Once you've had children, it can be hard to find time or the privacy to fit in your sex life. Here are our tips on how to keep your sex life going after having children. 

  • Don’t feel selfish to want a life of your own – or a love life – once a baby is on the scene.
  • Strengthening your relationship will benefit the whole family and your children – it’s not just for you. Children are happier when their parents have a strong physical and emotional relationship.
  • Be honest with each other about difficulties you are finding with the new baby or the children. Don’t feel you have to ‘know it all’.
  • Talking together and admitting what you are finding difficult eases resentment and will in turn directly benefit your sex life by improving your feelings for each other.
  • Think about sex in a different way: it doesn’t have to be penetrative sex. Try touching, cuddling, holding each other. It’s never too much effort to have a cuddle. When you are being tender with each other, sex is more likely to be on the agenda.
  • If tiredness is the problem, get a friend or relative to have the baby for a while so you can have some alone together – even if it’s only to have a cuddle in bed!

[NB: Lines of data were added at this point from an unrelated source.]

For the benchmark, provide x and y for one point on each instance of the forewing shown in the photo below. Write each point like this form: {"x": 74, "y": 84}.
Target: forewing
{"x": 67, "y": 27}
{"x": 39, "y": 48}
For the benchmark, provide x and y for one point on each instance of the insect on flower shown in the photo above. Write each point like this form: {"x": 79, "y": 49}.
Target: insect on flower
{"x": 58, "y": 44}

  • Whatever age your children, plan time in each week you can be alone together. Remember, in the early days, babies can accept other people looking after them without too much fuss.
  • Start gradually: hand-holding, hugs and kisses.

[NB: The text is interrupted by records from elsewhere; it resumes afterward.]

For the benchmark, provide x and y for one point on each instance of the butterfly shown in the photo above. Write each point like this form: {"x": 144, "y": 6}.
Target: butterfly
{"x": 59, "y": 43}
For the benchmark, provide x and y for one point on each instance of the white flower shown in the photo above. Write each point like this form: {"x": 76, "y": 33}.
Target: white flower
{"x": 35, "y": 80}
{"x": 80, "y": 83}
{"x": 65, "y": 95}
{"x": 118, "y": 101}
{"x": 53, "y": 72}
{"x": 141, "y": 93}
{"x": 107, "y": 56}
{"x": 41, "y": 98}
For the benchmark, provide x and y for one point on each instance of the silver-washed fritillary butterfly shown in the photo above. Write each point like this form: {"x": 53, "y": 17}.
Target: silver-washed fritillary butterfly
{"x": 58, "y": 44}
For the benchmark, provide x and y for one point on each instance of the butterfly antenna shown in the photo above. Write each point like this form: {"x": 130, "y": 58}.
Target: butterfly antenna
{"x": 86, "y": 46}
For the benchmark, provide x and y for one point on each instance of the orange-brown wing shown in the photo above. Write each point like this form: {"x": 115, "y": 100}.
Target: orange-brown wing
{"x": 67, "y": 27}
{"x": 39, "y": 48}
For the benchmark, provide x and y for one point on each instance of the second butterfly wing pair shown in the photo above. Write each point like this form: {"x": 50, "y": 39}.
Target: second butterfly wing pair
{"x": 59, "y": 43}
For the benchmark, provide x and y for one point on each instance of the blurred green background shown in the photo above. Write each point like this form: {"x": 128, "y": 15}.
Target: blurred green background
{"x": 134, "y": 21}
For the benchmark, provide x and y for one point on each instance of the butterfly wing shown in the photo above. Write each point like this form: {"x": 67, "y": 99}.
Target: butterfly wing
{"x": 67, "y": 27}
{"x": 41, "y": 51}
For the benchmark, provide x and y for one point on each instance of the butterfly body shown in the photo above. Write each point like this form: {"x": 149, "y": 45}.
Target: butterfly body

  • Ban sex for a while: allow yourselves to hold hands, talk together, cuddle. Gradually build up the intimacy but don’t go as far as full sex.

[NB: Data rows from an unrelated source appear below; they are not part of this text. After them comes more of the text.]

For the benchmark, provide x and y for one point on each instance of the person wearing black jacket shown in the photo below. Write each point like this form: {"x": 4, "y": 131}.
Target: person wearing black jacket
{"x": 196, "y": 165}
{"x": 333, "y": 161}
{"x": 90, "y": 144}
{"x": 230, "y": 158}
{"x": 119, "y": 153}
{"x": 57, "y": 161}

  • If you’re a single parent, don’t feel you have no right to a sex life because it’s more complicated to organize. While it’s true your children could be unsettled by meeting too many new partners, and it’s best to keep your sex life away from home at first, you can do this with the help of family or friends. Ask them to have your children while you establish your relationship away from home.
  • Parents of teenagers: your teens will probably be keeping longer hours than you and you may worry about never having privacy. If you have room, try to make your bedroom more of a sitting room – so you can have a ‘private space’ together.
  • Make it a priority in your life to think about time when you can be on your own.
  • Plan weekends when you can send them off to stay with family or friends – or plan a getaway of your own, maybe to stay with relatives if money is tight.